Yes, there was the bout with mononucleosis last month. But Inge has recovered from that, and the production hasn’t been any more prolific since he returned to the lineup.
Before the mono, there were injuries to both knees over the past two years, which certainly haven’t helped matters.
Every spring training, as the Tigers break camp, when it comes to Brandon Inge, you can expect about a .230 batting average, maybe 20+ home runs, 70 RBI and a boatload of strikeouts. And pop outs. And double play ground outs. Rallies go to Inge’s bat to die.
I heard a funny joke on sports talk radio last week, from one of the piñata whackers.
Question: “Who bats after Brandon Inge?”
Answer: “The other team.”
It’s garishly funny, and also sadly true.
No one in Detroit expected all that much from Inge offensively when the Tigers headed north in advance of their March 31 opener in New York. Few folks ever do.
But this has been off-the-charts bad.
Inge’s troubles with the bat are so dumbfounding and perplexing that it’s clear no one in the Tigers' brain trust, starting with manager Jim Leyland, has a clue what to do about it.
“We’re kind of grasping at straws,” Leyland was quoted by the papers recently, when discussing his third baseman’s nightmarish season.
I didn’t expect much from Inge, either, but I didn’t see .183 coming. I don’t think even Inge’s biggest haters saw .183 coming.
He shouldn’t be the target of abuse anymore, because this is beyond a guy in a slump. This is pathetic.
There isn’t a more confused, lost, clue-free hitter in baseball—with the possible exception of the White Sox’ Adam Dunn—than Brandon Inge.
Making fun of him now is borderline cruel. It’s like laughing at a guy in a wheelchair.
What no one is suggesting among the Tigers’ hierarchy, at least not publicly, is maybe the simplest explanation of them all for Inge’s struggles.
It could be nothing more than a guy who’s at the end of his career.

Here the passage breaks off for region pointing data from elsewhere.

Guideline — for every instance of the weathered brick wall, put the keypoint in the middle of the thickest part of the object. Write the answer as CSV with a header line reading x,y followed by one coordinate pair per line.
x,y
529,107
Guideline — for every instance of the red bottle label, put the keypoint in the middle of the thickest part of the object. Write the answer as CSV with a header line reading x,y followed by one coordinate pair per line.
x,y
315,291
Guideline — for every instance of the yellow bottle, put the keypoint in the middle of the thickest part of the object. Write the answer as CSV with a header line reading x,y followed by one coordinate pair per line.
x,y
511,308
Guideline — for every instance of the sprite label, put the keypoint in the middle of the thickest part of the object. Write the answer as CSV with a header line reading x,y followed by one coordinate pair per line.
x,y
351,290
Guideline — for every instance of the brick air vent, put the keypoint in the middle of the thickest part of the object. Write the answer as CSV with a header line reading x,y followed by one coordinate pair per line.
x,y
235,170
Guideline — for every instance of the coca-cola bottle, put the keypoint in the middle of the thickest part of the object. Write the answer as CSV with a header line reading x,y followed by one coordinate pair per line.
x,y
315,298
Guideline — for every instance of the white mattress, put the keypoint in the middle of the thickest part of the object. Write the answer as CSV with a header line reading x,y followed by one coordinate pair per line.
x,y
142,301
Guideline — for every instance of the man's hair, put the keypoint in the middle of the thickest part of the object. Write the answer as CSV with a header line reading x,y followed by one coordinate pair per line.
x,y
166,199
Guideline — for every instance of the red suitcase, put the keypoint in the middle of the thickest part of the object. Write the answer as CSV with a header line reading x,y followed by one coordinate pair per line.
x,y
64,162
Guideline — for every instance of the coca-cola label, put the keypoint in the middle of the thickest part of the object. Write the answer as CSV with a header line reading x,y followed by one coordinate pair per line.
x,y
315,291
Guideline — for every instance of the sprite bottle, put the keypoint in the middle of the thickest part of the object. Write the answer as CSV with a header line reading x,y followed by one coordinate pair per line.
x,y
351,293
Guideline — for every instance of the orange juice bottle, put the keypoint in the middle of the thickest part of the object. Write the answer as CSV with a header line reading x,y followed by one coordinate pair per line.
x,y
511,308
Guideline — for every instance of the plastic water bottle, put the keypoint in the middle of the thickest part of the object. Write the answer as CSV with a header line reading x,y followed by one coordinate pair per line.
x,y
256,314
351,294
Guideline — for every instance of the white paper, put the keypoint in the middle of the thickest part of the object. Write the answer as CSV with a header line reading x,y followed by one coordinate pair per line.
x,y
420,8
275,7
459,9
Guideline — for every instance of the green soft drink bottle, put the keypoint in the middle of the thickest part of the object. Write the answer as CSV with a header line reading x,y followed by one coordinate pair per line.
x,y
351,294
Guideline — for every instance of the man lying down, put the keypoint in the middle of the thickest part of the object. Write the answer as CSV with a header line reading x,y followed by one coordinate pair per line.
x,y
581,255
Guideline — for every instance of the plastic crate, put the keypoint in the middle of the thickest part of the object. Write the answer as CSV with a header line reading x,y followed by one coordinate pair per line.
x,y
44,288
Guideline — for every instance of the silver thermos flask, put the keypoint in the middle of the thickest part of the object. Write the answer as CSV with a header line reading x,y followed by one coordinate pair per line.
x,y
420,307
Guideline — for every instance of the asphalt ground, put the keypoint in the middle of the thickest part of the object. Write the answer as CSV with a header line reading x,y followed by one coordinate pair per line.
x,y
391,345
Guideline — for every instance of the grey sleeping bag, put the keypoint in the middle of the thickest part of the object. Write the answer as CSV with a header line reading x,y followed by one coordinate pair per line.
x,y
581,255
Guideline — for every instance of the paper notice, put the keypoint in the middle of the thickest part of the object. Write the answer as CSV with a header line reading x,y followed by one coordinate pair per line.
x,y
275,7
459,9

Inge is 34, which isn’t ancient. But some players wear down sooner than others. All those games that Leyland let Inge play in recent years—a nod to Inge’s reputation as a “gamer” when in reality the third sacker should have been on the disabled list—are now coming home to roost.

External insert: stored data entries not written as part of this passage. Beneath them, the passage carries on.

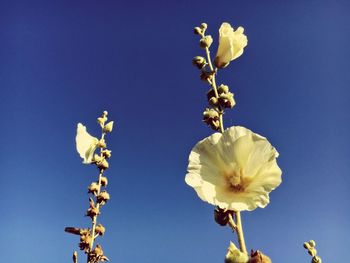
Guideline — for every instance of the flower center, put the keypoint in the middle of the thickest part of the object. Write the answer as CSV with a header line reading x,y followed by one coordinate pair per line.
x,y
235,180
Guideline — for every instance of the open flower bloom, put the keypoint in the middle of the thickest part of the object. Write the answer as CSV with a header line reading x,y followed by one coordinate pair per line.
x,y
235,170
85,143
231,45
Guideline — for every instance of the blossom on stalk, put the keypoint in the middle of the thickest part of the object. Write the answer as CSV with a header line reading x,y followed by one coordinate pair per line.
x,y
235,170
231,45
85,143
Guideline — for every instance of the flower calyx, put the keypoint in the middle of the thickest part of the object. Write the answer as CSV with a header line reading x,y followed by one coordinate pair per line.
x,y
234,255
200,30
104,181
211,117
93,188
102,120
310,246
221,216
85,240
103,165
108,127
100,230
103,197
207,75
258,257
206,41
96,255
93,210
107,153
199,62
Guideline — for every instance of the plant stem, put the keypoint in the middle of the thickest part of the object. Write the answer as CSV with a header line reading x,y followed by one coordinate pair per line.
x,y
240,233
94,220
238,225
214,86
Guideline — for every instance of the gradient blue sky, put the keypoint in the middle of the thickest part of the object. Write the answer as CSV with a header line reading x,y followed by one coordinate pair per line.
x,y
64,62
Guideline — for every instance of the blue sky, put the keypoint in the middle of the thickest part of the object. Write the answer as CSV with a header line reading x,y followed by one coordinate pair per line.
x,y
64,62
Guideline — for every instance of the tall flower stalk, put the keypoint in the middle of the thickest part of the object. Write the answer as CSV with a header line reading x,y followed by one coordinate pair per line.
x,y
234,169
86,146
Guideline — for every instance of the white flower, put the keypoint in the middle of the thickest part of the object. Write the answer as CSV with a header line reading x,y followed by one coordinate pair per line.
x,y
231,45
85,143
235,170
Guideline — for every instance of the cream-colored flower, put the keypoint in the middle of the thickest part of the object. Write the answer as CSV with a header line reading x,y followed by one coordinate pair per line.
x,y
231,45
85,143
235,170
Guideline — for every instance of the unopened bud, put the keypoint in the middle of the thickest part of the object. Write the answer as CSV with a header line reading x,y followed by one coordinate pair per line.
x,y
107,153
197,30
221,216
206,75
103,164
213,101
108,127
206,41
103,197
97,158
223,89
93,188
199,62
204,26
100,230
226,100
104,181
101,144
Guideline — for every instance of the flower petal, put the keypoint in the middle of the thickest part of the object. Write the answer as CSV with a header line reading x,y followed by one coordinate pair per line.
x,y
85,144
240,153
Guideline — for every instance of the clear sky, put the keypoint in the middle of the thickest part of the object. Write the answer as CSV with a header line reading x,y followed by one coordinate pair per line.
x,y
64,62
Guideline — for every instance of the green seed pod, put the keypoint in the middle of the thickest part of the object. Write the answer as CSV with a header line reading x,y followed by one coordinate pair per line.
x,y
206,41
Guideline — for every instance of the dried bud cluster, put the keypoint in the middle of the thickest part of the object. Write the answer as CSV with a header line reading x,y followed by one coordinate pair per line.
x,y
221,216
259,257
99,196
212,118
234,255
219,98
310,246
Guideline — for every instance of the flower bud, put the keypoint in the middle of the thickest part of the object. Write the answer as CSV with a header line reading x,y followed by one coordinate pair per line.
x,y
92,211
206,75
259,257
103,164
100,230
199,62
221,216
204,26
206,41
226,100
107,153
223,89
93,188
104,181
101,121
197,30
97,158
211,117
108,127
213,101
234,255
101,143
103,197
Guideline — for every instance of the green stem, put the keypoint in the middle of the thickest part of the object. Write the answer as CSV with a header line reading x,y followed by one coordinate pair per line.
x,y
240,233
94,220
238,226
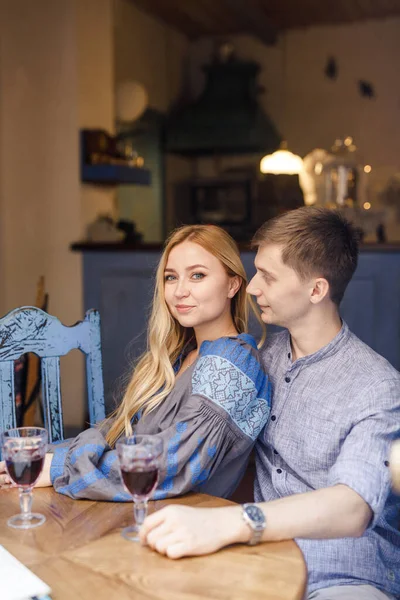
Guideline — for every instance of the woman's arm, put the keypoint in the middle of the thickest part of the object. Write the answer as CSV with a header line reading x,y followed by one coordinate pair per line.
x,y
334,512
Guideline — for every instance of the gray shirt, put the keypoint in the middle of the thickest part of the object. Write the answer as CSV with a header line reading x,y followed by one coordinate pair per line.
x,y
334,416
208,423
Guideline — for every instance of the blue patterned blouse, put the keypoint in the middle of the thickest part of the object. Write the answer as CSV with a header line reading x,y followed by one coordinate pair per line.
x,y
208,423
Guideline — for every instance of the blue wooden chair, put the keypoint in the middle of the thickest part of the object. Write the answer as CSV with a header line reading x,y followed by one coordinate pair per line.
x,y
29,329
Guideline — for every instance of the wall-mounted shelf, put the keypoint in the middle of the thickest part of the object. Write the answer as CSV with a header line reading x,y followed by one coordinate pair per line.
x,y
115,174
100,143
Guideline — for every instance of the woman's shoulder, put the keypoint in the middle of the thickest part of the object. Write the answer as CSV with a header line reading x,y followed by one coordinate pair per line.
x,y
238,354
230,347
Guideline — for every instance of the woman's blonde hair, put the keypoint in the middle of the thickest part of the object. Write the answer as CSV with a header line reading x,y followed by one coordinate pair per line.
x,y
154,377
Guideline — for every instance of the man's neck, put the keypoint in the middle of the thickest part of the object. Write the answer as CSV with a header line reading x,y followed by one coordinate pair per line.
x,y
314,333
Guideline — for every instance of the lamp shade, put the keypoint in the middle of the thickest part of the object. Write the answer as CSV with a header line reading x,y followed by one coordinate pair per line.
x,y
281,162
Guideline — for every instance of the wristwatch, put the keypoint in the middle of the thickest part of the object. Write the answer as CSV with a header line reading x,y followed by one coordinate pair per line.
x,y
255,519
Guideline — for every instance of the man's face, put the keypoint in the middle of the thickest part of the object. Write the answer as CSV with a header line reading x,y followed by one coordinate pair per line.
x,y
283,297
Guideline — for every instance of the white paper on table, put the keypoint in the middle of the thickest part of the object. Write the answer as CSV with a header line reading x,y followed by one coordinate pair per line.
x,y
17,582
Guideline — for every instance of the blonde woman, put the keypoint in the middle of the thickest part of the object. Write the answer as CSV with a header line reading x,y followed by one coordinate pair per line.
x,y
199,387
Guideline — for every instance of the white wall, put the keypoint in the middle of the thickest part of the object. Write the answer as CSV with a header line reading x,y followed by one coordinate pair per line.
x,y
40,213
148,51
56,75
311,110
95,65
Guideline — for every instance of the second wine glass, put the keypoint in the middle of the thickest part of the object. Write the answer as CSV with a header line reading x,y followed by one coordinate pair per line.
x,y
139,459
24,450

That’s how I see it, anyway.
Everyone is over-analyzing this—both the Inge haters and supporters.
But what if Brandon Inge is just…done?
I’ve complained in the past about the Tigers organization’s inability, for 10 years, to find anyone who can help Inge improve as a hitter. From his big league debut on April 3, 2001, Inge has been mediocre at the plate, and no one has been able to coax even modest improvement.

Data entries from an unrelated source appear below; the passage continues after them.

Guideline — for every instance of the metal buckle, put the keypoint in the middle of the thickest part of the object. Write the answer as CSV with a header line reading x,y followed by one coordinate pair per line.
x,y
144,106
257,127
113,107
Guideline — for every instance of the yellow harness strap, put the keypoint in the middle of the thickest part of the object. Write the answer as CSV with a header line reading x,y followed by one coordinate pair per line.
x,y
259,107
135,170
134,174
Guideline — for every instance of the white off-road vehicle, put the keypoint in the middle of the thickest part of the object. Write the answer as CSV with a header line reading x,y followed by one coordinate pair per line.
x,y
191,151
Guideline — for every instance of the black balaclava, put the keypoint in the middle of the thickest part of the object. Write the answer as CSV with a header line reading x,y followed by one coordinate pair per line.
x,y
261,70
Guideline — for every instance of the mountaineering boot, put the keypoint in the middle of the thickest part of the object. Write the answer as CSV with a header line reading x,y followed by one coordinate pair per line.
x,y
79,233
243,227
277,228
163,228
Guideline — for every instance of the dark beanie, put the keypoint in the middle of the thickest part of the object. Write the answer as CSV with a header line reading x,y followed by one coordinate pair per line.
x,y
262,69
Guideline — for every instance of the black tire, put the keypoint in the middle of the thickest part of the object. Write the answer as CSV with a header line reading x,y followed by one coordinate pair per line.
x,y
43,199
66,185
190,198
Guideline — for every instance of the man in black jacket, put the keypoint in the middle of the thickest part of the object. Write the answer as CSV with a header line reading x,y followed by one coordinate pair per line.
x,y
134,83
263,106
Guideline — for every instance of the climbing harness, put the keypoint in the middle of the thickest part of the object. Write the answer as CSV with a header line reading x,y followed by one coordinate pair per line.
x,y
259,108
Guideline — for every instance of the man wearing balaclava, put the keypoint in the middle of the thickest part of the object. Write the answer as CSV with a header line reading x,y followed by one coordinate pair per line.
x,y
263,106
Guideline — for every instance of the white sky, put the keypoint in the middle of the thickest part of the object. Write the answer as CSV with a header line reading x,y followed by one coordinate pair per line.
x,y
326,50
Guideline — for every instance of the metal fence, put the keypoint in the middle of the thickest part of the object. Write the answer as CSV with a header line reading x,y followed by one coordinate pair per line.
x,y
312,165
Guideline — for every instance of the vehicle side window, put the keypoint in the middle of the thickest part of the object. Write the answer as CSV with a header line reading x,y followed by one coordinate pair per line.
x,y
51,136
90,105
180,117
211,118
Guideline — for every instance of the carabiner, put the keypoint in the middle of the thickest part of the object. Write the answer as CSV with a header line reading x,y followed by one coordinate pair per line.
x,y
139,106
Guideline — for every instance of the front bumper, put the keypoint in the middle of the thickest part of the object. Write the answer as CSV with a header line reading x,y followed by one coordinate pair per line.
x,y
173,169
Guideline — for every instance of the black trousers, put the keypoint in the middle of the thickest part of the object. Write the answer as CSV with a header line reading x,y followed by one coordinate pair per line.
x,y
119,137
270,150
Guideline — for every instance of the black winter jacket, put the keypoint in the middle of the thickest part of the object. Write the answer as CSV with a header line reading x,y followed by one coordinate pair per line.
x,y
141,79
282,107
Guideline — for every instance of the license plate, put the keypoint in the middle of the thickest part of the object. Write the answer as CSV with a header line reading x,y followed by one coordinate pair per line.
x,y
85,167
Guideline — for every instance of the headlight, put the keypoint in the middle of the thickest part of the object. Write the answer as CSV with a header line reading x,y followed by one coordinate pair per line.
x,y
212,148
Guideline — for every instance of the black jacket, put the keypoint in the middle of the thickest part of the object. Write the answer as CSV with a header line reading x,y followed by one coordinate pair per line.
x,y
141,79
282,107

So who is going to help him now?
But it is probably a moot point; no one can help him because Inge is on a slippery slope to the end of his career. He’s 34 and the light at the end of the tunnel might be a freight train.
His body is likely beginning to come unglued, along with his mind. Inge drags his bat to the plate and he goes up there and flails away. His body language isn’t comforting.
Valiantly, Inge says positive, optimistic things to the media about his tiny numbers. He’s going down swinging—pun intended.
Soon a decision may be made about Inge’s future. The Tigers know they can’t call themselves a contender with a third baseman hitting .183. It would pain them, but the Tigers might be forced to release Inge and eat his contract, which pays him about $6 million a year.
It would be hard to imagine another team taking a flyer on him should he be released.
Inge might be done, and there’s no shame in that. But there can be plenty of humiliation, which is what he’s going through right now.
It’s not funny. The end of a career never is.